La noche en la que todo cambió, ella llegó al bar de mal humor, el dueño del departamento en
el que vivía le había solicitado que se retirara en un plazo de sesenta días porque pensaba
regalarle el inmueble a su hijo que contraía nupcias. Pasaron las horas y atendía de manera
automática a las personas esbozando una falsa sonrisa que nada detectó. Por primera vez no
pensó en él, tenía problemas más importantes y serios que resolver, tampoco era como si él se
volviera loco por estar con ella. Pensó que tenía que tener cuidado o acabaría con una
denuncia por acoso.

Al terminar su horario, se retiró y mientras caminaba las dos cuadras que separaban su ahora
ex casa del bar sintió que alguien la observaba. Recorrió con la vista los lugares más oscuros y
no vio nada pero aun así la sensación persistía, apuró los pasos y cuando estaba abriendo la
puerta lo sintió detrás de ella. Se dio vuelta muy despacio y lo vio.

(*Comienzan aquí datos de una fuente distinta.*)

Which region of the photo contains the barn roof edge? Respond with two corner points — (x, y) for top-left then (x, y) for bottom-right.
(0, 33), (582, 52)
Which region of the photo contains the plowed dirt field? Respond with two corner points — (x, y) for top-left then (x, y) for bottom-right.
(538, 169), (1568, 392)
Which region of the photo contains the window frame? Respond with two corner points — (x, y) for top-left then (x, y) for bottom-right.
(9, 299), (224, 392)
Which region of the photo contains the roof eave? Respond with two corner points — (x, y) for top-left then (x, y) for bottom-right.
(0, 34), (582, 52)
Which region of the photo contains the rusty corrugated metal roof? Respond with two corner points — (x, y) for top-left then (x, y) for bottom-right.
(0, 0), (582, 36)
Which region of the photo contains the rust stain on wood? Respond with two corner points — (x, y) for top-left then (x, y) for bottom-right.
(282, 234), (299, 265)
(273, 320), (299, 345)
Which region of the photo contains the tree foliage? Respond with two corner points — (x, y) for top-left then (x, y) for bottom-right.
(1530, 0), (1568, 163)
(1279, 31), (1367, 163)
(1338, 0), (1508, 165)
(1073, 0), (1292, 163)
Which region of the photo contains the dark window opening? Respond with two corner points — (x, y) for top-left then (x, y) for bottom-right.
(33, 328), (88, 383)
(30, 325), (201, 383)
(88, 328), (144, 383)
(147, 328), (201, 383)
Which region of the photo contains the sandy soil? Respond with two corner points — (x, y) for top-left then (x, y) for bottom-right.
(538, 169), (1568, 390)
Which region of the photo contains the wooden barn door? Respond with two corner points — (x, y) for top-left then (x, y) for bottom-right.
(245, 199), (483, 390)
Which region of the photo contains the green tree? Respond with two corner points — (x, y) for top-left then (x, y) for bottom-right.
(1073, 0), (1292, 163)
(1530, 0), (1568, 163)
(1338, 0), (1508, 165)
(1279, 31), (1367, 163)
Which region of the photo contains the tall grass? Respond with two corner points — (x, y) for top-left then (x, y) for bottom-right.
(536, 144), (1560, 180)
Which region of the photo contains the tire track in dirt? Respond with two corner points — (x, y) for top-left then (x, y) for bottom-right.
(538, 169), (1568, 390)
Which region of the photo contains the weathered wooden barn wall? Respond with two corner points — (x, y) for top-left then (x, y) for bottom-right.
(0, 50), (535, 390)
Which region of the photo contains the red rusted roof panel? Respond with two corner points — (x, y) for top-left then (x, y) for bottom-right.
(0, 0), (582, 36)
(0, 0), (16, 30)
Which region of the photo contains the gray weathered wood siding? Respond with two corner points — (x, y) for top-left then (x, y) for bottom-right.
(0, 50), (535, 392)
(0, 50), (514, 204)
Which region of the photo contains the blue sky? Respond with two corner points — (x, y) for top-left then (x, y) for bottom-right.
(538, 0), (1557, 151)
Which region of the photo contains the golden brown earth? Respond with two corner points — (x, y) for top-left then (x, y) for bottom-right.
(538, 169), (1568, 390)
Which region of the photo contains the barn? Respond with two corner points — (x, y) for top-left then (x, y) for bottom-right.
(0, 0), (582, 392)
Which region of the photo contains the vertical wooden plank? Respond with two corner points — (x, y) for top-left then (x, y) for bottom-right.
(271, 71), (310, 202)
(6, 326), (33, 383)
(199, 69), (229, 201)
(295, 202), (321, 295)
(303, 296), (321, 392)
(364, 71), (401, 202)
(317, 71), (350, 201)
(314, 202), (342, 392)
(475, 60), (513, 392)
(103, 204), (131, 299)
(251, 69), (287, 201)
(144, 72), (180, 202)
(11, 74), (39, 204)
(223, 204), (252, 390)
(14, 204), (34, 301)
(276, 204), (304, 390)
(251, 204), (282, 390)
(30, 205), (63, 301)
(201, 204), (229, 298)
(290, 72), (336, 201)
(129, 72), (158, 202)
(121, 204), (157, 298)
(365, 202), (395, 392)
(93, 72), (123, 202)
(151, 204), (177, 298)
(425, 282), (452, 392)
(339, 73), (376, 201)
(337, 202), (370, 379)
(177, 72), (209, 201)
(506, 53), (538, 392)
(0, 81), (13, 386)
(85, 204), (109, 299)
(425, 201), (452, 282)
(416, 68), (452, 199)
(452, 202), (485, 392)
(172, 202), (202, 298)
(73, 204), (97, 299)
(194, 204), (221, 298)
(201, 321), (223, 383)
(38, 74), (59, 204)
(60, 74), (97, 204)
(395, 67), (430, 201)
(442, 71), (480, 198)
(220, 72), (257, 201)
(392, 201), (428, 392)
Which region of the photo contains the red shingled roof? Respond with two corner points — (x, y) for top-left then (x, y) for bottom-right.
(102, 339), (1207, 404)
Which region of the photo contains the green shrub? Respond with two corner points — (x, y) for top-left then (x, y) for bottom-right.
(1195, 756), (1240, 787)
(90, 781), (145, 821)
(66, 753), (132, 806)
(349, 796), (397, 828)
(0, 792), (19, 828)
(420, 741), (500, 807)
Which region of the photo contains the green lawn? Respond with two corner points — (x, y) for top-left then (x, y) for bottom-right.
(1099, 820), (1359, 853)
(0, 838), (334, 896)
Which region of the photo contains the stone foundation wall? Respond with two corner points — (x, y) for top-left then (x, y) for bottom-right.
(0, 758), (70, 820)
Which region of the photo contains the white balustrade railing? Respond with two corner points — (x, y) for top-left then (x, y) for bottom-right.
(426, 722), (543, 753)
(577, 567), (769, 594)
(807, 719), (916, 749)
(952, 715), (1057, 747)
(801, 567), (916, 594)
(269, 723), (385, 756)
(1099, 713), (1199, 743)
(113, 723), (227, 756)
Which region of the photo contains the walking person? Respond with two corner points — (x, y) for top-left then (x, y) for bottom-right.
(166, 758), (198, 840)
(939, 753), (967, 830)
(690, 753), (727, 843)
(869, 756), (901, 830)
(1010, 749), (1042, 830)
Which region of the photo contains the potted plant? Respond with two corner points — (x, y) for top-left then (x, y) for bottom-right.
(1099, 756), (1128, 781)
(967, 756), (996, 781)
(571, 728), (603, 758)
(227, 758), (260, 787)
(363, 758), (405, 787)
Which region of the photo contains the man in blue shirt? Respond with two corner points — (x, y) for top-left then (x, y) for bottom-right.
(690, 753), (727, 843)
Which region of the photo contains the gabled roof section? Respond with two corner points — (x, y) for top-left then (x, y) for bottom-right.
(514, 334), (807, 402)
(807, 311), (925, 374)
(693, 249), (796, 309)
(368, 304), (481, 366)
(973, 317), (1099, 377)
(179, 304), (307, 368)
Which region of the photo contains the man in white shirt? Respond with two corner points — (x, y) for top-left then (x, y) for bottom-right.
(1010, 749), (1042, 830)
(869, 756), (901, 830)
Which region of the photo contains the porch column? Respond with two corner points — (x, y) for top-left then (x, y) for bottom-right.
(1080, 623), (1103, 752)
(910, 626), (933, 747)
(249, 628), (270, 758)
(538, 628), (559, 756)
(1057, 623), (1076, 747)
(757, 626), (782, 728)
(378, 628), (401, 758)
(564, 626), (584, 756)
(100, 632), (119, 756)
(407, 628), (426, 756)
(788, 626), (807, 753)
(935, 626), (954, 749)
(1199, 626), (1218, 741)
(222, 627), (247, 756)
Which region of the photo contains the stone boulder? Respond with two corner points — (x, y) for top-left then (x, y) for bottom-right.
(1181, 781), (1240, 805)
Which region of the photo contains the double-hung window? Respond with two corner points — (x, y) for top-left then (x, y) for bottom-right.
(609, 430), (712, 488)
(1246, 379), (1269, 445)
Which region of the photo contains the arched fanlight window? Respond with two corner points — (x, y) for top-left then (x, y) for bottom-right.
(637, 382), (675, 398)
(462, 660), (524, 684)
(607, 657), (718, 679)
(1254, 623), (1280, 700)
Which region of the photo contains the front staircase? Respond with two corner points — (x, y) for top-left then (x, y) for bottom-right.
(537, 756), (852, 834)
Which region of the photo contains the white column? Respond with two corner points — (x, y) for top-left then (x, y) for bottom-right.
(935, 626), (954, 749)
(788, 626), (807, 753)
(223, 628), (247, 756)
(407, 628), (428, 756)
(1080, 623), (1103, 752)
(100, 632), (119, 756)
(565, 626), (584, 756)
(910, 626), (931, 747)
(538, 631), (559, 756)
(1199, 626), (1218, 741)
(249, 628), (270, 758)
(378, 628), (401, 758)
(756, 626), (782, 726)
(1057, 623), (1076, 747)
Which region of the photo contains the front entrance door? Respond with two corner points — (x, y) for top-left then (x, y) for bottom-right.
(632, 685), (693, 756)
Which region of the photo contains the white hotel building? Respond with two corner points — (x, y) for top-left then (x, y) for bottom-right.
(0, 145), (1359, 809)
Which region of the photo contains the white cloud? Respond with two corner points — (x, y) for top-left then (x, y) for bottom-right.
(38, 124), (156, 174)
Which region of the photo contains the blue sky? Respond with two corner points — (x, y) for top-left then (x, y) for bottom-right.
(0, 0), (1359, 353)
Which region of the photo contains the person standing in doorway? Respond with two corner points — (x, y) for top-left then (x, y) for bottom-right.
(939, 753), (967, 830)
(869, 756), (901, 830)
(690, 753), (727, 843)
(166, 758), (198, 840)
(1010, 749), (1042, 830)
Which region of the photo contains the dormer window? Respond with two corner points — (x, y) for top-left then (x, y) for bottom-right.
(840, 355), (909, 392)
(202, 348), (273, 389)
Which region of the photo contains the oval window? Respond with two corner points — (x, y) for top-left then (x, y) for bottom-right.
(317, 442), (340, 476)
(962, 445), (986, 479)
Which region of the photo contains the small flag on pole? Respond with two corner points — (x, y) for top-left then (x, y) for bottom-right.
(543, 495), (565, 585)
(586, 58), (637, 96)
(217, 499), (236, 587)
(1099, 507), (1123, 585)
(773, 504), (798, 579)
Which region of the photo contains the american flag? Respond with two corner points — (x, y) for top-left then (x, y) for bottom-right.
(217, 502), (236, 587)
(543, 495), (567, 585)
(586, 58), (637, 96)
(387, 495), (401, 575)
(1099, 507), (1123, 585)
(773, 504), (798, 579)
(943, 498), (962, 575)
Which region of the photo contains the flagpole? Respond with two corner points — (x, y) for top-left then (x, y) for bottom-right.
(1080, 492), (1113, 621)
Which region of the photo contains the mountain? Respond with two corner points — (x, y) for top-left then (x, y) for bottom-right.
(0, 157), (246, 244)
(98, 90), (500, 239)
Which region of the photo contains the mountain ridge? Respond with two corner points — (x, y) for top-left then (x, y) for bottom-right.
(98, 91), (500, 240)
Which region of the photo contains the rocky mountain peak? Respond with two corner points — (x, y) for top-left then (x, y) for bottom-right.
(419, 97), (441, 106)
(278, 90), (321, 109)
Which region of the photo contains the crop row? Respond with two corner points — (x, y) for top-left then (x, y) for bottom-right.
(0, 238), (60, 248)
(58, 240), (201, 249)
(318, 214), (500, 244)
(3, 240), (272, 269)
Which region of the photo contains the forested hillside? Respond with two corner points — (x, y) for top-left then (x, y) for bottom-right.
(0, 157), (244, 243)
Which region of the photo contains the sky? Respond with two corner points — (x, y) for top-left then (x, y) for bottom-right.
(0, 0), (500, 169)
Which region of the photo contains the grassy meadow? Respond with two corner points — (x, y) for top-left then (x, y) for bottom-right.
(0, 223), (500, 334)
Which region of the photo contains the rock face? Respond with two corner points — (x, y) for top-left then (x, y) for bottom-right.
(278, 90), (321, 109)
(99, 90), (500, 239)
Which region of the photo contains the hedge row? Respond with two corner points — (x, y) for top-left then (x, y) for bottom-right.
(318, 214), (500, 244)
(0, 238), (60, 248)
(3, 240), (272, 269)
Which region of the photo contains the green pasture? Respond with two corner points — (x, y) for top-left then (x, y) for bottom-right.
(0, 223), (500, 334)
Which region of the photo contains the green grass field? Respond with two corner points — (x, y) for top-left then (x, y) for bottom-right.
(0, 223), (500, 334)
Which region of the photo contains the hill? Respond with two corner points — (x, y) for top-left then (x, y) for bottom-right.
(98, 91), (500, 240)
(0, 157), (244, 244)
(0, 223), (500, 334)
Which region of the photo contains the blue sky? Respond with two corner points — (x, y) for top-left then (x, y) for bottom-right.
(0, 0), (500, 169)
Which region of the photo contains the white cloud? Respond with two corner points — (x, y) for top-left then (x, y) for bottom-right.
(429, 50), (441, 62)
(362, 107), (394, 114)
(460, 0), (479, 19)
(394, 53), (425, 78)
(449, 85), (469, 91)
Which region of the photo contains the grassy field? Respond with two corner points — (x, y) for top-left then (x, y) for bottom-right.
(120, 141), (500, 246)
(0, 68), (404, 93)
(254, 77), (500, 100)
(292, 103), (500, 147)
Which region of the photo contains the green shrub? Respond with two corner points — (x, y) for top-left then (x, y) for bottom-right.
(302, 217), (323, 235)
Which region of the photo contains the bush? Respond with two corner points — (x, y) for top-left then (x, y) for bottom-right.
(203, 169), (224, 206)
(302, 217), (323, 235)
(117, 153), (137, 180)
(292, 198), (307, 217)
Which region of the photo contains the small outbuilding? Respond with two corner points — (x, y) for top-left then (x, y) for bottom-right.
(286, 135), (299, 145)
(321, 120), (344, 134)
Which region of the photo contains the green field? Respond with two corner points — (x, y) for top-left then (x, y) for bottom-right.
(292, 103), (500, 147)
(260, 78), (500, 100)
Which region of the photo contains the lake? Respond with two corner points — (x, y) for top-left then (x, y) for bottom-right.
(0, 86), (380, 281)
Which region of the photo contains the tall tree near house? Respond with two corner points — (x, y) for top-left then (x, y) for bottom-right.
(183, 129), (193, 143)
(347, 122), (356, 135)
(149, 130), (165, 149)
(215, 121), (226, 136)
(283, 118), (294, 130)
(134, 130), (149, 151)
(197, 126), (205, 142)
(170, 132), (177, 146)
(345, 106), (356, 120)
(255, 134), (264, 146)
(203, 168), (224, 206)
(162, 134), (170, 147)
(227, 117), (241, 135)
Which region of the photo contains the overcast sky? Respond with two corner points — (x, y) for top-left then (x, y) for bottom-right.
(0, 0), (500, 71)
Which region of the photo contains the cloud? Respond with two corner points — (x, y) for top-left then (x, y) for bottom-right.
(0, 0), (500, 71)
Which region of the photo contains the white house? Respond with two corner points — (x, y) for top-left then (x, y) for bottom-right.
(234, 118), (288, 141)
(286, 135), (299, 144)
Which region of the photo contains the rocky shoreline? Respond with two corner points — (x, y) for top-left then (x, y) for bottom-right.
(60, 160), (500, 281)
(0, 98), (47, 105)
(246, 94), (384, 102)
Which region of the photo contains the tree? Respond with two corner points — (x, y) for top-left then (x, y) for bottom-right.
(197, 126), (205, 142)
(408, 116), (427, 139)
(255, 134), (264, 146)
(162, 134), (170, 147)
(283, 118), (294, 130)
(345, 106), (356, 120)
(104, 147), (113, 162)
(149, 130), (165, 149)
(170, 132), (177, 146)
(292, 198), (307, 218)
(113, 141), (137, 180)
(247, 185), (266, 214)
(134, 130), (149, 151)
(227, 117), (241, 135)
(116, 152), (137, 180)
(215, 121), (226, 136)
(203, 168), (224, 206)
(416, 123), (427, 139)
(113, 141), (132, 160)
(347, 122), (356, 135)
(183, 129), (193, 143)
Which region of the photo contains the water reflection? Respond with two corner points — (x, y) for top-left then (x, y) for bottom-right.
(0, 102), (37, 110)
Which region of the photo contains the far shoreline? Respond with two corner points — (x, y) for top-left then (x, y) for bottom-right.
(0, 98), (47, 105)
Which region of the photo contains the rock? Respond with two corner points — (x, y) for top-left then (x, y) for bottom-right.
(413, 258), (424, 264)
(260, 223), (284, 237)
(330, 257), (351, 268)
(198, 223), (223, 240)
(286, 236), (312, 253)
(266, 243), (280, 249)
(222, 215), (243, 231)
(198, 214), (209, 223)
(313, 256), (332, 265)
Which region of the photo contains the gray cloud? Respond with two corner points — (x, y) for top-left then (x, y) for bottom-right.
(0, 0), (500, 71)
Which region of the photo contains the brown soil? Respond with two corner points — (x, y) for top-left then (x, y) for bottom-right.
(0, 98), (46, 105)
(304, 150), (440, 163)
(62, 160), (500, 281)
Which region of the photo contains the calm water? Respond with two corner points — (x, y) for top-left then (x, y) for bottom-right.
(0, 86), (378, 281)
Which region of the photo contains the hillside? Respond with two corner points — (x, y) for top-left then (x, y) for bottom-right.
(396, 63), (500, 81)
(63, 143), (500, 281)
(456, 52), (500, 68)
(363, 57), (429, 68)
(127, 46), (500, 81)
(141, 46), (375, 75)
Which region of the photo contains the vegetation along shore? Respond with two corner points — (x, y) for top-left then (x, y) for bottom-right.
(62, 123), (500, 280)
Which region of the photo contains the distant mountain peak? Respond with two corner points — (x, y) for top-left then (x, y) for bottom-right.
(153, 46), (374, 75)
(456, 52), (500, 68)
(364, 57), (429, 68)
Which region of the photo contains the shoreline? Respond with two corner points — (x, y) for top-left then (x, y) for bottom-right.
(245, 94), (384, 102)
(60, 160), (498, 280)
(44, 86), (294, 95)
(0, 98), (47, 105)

Él se inclinó y sus labios se tocaron, suaves, tiernos, un beso que invitaba a pecar de la peor
manera; cuando ella se dio cuenta de que él se empezaba a alejar, lo tomó con desesperación
de sus hombros y atacó su boca. Dos respiraciones después estaban dentro de su hogar, las
ropas habían desaparecido y la vieja cama era testigo de una pasión que amenazaba con
quemarla por completo. Cuando el placer parecía ser insoportable ella le dijo “te amo” y sintió
como sus colmillos comenzaban a hundirse en su garganta haciéndola perder cualquier rastro
de lucidez.

Él no había correspondido a sus palabras, ese silencio lastimó su alma. Minutos después por
primera vez habló y cada palabra se introdujo en ella como pequeñas puñaladas. Él era
inmortal, pertenecía a una familia legendaria y aunque la amara no soportaría verla envejecer
y morir. Ya había pasado por eso muchas veces. Le pidió perdón por interferir en sus sueños y
en su mente.

Ella le pidió que la transformara y él sonrió mientras le contaba que eso solo pasaba en las
películas. Ella lloró y él limpió sus lágrimas mientras le decía que solo tendrían esa noche. Ella
asintió y él volvió a besarla.

Las luces del auto ya habían desaparecido y nada de lo que había sucedido parecía real. Solo
quedaban rastros en su cuerpo saciado, en su garganta marcada y en su corazón destrozado.